On ECR, use repository policies to control who can push and pull images. Use IAM roles for service authentication — ECS task roles, EKS pod identity, and Lambda execution roles should have permission to pull from specific repositories, not all repositories. Enable ECR pull-through cache for public images to avoid rate limiting from Docker Hub and other public registries.

On ACR, use Azure RBAC to assign the AcrPull role to workloads that need to pull images and AcrPush to CI/CD service principals that build and push images. Avoid assigning the Owner or Contributor role on ACR resources. Use managed identities for AKS-to-ACR authentication by attaching the AcrPull role to the AKS kubelet managed identity.

On Artifact Registry, use IAM roles to control access.

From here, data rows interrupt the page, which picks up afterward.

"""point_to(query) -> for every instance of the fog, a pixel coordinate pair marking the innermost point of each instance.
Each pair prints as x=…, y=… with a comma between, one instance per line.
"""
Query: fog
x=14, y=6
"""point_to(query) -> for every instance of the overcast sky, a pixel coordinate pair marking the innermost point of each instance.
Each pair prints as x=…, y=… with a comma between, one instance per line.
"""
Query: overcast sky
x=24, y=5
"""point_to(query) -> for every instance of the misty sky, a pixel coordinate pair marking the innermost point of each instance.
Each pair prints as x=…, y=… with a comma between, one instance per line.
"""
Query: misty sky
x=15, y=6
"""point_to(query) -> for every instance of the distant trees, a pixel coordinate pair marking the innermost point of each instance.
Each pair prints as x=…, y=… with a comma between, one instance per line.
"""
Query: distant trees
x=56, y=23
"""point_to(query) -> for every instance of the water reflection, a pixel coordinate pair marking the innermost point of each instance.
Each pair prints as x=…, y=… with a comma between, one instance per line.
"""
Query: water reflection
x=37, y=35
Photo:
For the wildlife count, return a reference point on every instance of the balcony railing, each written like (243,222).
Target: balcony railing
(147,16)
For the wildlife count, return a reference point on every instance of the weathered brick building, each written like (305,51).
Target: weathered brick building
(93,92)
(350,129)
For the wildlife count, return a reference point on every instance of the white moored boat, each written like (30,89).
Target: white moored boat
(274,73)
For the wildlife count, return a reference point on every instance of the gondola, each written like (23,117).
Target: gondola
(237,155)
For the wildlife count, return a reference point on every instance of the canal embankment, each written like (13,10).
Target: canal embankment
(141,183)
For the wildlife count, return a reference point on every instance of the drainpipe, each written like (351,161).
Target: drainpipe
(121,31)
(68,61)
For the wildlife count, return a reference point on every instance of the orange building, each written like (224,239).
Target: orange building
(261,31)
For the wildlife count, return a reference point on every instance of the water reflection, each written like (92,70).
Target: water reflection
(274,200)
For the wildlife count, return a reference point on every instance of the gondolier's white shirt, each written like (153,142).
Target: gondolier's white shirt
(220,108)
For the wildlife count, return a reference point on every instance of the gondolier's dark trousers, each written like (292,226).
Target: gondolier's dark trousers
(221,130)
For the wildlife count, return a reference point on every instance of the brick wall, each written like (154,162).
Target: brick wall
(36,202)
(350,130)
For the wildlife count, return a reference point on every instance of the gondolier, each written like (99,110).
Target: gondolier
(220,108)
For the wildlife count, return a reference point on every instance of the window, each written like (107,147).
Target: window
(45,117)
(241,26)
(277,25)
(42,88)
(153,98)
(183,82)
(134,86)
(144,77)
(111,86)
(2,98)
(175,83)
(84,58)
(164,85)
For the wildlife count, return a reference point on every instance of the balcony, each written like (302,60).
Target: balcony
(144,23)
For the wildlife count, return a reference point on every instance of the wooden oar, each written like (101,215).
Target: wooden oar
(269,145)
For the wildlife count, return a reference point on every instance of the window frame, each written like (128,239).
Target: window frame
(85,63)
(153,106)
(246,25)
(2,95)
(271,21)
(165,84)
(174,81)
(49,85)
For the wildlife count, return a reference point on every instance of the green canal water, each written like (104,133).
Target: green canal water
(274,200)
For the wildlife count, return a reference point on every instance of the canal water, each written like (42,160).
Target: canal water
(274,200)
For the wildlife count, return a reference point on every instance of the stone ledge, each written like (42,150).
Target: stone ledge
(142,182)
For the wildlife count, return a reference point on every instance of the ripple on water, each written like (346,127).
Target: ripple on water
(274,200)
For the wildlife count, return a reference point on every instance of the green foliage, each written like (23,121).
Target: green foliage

The Artifact Registry Reader role provides pull access, and the Artifact Registry Writer role provides push access. Use Workload Identity for GKE-to-Artifact-Registry authentication. For external CI/CD systems, use Workload Identity Federation to avoid service account keys.

On OCIR, use OCI IAM policies to control access at the compartment and repository level. Use instance principals for OKE workloads to authenticate to OCIR without managing credentials.

Image Size Optimization

Smaller images pull faster, start faster, consume less registry storage, and have a smaller attack surface. A common Django application image built on the full Python base image can be 900 MB. The same application built on python:slim is 200 MB. Built with a multi-stage Dockerfile that compiles dependencies in one stage and copies only the runtime artifacts to a minimal base image, it can be under 100 MB.

Use multi-stage builds to separate build-time dependencies from runtime dependencies. Use minimal base images: Alpine, Distroless, or slim variants of language-specific images. Remove package manager caches, temporary files, and build artifacts in the same layer they are created. Pin base image versions to specific digests rather than mutable tags to ensure reproducible builds.

Scan your largest images and identify unnecessary contents. Tools like dive (an open-source tool for exploring Docker image layers) show what files each layer contains and their sizes. Common bloat sources include: entire SDKs when only the runtime is needed, documentation and man pages, test suites and development dependencies, multiple copies of the same file across layers, and cached package downloads.

Monitoring and Alerting

Monitor your container registries for: storage growth trends (unexpected spikes may indicate misconfigured CI/CD pipelines pushing too frequently), failed image pulls (which indicate availability issues that can prevent pod scheduling), vulnerability scan findings (especially new critical CVEs in images currently deployed to production), and unauthorized push or pull activity (which may indicate compromised credentials).

Set up alerts for critical vulnerability findings in images that are currently running in production. This requires correlating vulnerability scan results with deployment data — you need to know not just that an image has a vulnerability, but that the vulnerable image is currently deployed and receiving traffic. Tools like Kubernetes admission controllers with policy engines (OPA Gatekeeper, Kyverno) can prevent deployment of images with critical unpatched vulnerabilities.